The first two eligibility requirements are simple and easy to understand but the third is what can cause confusion.  Put simply, an employer may meet FMLA coverage requirements by having 50+ employees but those 50+ employees may be in several locations 75+ miles apart. The employees of this employer would, therefore, not meet the eligibility requirements and not be covered by the FMLA.  Another example would be an employer meets the coverage requirement, has one location with 50+ employees and several other locations with less than 50 employees and are 75+ miles apart.  Here, the employees at the location with 50+ employees would be eligible while the employees at the other locations would not.  An employer can offer FMLA coverage to those employees who are technically ineligible because of their location for policy consistency and to maintain positive employee relations but they are not required to.

Colorado Amendment 64 – Legalized Recreational Marijuana Use

On May 29, 2013 Colorado Gov.

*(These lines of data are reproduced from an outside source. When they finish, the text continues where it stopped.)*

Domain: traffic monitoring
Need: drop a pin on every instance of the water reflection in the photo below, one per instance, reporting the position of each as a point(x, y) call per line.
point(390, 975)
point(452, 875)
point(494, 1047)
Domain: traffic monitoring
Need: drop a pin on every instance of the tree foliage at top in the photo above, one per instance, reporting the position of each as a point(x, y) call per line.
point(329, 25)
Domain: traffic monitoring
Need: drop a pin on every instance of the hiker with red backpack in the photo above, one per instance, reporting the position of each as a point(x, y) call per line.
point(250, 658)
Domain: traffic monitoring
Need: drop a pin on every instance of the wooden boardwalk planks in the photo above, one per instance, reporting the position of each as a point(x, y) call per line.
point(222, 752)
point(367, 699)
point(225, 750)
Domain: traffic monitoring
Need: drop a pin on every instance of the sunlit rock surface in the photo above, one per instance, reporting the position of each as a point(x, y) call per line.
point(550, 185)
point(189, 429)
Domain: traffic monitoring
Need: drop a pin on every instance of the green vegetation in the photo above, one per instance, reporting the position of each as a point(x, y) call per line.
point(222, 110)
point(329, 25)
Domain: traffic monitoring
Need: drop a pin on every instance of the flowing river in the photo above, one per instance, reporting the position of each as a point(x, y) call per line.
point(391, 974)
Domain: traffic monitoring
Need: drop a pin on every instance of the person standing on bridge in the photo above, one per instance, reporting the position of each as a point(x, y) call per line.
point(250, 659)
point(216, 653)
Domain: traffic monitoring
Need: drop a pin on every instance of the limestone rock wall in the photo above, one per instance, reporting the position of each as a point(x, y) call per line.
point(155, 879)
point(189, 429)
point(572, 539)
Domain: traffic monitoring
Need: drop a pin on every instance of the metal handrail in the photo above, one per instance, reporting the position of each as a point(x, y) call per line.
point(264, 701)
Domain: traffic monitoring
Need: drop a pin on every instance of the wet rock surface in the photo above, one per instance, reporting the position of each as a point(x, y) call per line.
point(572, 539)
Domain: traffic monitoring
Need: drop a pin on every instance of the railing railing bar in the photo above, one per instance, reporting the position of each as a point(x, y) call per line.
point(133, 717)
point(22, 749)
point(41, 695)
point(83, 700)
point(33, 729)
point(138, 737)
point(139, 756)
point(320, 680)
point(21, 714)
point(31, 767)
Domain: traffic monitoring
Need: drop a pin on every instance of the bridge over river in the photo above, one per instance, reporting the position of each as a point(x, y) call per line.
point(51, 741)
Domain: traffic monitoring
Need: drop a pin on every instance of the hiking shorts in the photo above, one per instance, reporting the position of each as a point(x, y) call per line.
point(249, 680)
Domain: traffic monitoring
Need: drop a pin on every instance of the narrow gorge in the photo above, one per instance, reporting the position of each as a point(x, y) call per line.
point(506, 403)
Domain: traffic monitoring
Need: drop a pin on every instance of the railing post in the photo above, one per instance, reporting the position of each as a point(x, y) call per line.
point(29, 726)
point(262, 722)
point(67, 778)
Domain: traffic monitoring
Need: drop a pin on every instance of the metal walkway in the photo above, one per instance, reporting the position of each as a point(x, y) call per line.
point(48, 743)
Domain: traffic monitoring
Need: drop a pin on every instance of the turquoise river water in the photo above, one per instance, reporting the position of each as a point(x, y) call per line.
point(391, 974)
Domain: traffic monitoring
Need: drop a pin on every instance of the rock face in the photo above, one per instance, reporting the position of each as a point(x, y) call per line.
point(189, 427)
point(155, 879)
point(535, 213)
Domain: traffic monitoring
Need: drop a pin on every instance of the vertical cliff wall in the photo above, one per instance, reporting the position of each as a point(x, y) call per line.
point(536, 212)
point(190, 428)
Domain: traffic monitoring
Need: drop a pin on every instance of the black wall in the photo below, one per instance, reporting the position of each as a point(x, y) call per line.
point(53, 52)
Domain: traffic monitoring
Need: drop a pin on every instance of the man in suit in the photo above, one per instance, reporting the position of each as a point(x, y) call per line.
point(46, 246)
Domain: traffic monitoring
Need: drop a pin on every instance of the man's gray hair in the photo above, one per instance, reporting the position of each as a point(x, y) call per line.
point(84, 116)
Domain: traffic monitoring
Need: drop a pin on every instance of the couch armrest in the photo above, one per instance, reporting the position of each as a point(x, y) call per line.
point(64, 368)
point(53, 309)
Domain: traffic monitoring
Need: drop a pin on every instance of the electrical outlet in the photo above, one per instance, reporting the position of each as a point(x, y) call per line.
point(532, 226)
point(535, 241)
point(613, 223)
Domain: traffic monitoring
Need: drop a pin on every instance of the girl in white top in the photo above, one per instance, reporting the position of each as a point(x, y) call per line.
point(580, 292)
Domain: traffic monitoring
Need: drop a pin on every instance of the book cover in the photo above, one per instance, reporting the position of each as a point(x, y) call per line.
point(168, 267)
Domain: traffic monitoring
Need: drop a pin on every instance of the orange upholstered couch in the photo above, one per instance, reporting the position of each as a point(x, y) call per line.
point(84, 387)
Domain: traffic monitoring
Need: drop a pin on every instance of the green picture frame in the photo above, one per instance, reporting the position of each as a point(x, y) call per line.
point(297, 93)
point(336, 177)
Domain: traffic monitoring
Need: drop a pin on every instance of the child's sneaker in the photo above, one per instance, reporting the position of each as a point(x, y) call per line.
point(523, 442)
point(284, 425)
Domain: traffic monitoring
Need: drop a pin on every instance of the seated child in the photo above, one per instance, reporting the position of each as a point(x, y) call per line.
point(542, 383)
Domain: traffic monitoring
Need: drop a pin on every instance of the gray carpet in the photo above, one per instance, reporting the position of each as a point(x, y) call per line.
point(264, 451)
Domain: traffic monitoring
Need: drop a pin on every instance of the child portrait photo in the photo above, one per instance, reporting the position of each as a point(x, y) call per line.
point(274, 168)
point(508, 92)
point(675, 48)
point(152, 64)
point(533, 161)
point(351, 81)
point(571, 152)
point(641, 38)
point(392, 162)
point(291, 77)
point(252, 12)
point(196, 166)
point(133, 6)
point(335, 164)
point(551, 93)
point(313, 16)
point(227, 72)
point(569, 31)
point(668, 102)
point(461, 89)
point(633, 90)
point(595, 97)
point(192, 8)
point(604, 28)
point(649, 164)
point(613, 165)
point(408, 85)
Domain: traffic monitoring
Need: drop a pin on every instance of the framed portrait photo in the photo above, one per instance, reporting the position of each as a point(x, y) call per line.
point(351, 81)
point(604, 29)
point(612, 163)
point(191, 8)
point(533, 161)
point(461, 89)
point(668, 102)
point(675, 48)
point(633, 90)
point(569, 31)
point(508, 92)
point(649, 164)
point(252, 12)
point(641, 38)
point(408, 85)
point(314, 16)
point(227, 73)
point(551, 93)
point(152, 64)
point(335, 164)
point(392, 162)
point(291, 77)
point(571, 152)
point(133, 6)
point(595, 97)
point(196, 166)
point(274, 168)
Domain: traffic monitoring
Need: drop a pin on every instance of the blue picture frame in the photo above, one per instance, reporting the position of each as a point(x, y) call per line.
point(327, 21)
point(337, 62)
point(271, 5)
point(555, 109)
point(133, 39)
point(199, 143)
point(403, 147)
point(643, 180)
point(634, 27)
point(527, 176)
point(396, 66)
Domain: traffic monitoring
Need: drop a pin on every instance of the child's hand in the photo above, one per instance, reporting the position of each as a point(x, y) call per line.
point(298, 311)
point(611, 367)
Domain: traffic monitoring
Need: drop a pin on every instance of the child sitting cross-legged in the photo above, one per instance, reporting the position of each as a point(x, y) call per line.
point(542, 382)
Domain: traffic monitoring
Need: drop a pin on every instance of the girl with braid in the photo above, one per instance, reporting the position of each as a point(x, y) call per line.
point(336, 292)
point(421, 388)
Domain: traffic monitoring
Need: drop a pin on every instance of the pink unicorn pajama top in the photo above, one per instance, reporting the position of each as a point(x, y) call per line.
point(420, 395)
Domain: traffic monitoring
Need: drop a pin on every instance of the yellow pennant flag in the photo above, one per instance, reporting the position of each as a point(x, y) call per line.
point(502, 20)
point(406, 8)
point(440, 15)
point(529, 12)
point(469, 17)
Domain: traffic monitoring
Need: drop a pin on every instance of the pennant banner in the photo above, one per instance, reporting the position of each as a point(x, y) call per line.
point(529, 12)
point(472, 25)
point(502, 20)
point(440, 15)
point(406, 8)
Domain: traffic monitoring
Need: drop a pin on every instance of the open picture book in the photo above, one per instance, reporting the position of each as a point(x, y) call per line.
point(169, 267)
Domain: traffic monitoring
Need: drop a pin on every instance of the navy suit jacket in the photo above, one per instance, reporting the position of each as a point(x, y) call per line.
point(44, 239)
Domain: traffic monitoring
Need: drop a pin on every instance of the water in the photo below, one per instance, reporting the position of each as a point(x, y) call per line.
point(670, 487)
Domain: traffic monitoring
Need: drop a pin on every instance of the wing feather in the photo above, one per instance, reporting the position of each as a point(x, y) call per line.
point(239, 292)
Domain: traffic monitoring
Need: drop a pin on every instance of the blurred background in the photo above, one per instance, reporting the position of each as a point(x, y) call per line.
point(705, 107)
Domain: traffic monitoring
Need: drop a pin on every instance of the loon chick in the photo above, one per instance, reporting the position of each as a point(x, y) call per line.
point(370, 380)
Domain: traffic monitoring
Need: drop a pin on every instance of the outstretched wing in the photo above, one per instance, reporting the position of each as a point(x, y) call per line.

Hickenlooper singed legislation – Colorado Amendment 64 – that legalized the recreational use of marijuana in the state. The law conflicts with Federal law but it remains to be seen what the Feds will do.

What does Amendment 64 mean to employers in Colorado? Especially to HR departments who will be asked to lead the way.

Here are the basics of the law:

  • The Colorado Department of Revenue has detailed the rules of how recreational marijuana should be licensed regulated and sold in the state.
  • Colorado adults, 21 years or older can possess up to an ounce of marijuana and can grow up to six plants, three of which can be flowering at a time. The plants must be in a private and enclosed secure facility like a private home or apartment and should be grown with conditions like how they grow thai kratom  and make thai kratom capsules.
  • Colorado adults are limited to purchasing up to an ounce of marijuana from a specialty licensed retail shop.
  • Adult tourists in Colorado are limited to purchasing only a quarter of an ounce.
  • Public use is prohibited.
  • Employers do not need to allow marijuana use in the workplace.
  • Employers do not need to ignore previous marijuana related convictions in a criminal background check.
  • Recreational marijuana sales will begin January 1, 2014.

It’s important to note that despite the legalization of recreational marijuana, researchers at www.helpmestop.org.uk say that employers can still include marijuana use in their anti-drug policies. In the Coats v. Dish Network, the Colorado Court of Appeals ruled that employers can have and enforce anti drug policies because the federal Controlled Substances Act still prohibits marijuana use and that Colorado’s “lawful activity” statute did not apply. While this case addressed medical marijuana, it can and probably will, be applicable to recreational use.